8 Import Data into QGIS

Let’s load some data.

8.1 Raster Data

Let’s start by loading the raster data:

  1. Click on the Open Data Source Manager button on your toolbar. It looks like three cards (one red, one yellow, and one blue) fanned out. Or, find it on the Layer menu.
  2. Click the Raster button (it looks like a checker board) on the left side of the Data Source Manager window.
  3. Click on the “…” button in the Source section in the middle of the window. Navigate to where you saved your workshop data and select the DEM_SF.tif file.
  4. Click Open.
  5. Some options will appear on the page. We can leave the defaults for this dataset.
  6. Finally, click “Add” and you should see a black and white raster image appear in the map canvas below the dialog you’re working in. If the Select Transformation dialog pops up, select a transformation you feel fits the data well. I’d recommend NAD83 to WGS 84 (43) because the table of options says this one has a high accuracy and is intended for California north of 36.5 degrees north, which fits our data.

You can leave the Data Source Manager window open so we can add some more data.

8.2 Vector

8.2.1 Shapefiles

Shapefiles are a very popular vector data format, so that’s what we’ll work with today, but geopackage is a good open format alternative (and has the advantage of being just one file).
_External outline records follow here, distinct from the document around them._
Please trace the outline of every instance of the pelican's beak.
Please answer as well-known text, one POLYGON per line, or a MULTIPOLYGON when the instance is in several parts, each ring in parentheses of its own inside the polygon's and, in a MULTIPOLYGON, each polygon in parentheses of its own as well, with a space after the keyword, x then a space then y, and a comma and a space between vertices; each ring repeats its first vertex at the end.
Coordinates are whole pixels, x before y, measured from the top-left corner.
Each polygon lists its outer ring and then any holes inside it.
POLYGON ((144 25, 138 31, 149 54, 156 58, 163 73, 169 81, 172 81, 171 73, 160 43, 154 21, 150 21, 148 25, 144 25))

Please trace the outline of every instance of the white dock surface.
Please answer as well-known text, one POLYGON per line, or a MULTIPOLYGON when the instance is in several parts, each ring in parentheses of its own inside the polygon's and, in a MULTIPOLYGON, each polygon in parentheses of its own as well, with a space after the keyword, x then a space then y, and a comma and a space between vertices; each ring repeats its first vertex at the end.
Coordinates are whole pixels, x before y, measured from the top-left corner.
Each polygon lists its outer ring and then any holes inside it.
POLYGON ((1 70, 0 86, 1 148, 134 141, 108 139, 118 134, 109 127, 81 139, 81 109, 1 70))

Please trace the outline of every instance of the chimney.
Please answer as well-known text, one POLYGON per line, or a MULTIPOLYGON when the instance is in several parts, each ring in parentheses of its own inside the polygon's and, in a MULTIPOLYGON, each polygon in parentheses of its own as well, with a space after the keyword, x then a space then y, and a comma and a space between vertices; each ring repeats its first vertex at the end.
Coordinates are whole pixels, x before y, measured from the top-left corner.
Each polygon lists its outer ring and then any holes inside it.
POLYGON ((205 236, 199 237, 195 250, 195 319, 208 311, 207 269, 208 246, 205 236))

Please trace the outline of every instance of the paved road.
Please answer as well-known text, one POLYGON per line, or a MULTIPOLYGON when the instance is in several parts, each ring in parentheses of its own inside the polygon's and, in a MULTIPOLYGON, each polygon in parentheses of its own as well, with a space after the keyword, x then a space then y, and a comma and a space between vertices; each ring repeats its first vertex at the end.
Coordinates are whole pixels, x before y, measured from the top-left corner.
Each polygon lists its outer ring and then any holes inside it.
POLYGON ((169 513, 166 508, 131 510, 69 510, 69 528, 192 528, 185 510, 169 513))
Let’s load our shapefile data:

  1. In the Data Source Manager, click on the Vector tab on the left.
  2. In the Source section, click on the “…” and navigate to the folder containing your vector data.
  3. Holding down the Ctrl (Windows) or Command (Mac) button on your keyboard while you click, select the StreetCenterlines.shp, SeismicHazardZones.shp, and Shoreline.shp (don’t worry about the other files that make up a shapefile - QGIS will know to look for these when you specify the .shp file). Then click Open.
  4. In the Options section, you can leave the default values as they are for this data. Make note of what options are there - the ENCODING section is particularly helpful if your attributes are written in a different character set than the default, UTF-8.
  5. In the Data Source Manager click Add. If the Select Transformation dialog appears, pick a transformation that fits the data, such as NAD83 to WGS 84 (43). If if the Select Transformation dialog doesn’t appear, it means the projection of your dataset matched the projection of the project so you don’t need a transformation.

8.2.2 CSV Data

It’s pretty common to get point data in “CSV” file, especially if the spatial data is represented by latitude and longitude coordinates. CSV stands for Comma Separated Value. Typically this is tabular data where the edge of each cell of the table is indicated by a comma. Sometimes people use a different character instead of the comma such as a semicolon, tab, or pipe. The character used to indicate the edge of the cells is called the “delimiter”. If a file has tabs as the delimeter, for example, you would call that file a “tab delimited” file.

To load our .csv file:

  1. In the Data Source Manager, click on the Delimited Text tab on the left. Notice that the icon is a comma.
  2. Next to the File Name text box, click the “…” button, then navigate to your Street_Tree_Map.csv file and click Open.
  3. In the File format section, we’ll leave the default selection of CSV (comma separated values), but if you had a file with a different delimiter, you could change the delimiter by using Custom delimiters.
  4. In the Records and Fields Options section, make sure First record has field names is checked. If your data didn’t have table headings, you would want to uncheck this box. You can also check Detect field types.
  5. In the Geometry definition section is where we indicate what kind of geometry we have. For ours, select Point coordinates and in the X field, pick “Longitude”, and for the Y field pick “Latitude”.
  6. For the Geometry CRS, click on the Select CRS button (it looks like a little globe wearing a cone-shaped hat). In the Filter, type 4326 to find and select WGS 84, then click OK.
  7. Review the Sample data section to preview how the attribute table will look. This is a good way to find out if you picked the right delimiter or if your data has some formatting issues (such as someone put commas in a text field and use commas as the delimiter).
  8. If everything looks good, click Add. This is a reasonably large file, so be patient as it loads.
  9. Close the Data Source Manager window because we are done adding data.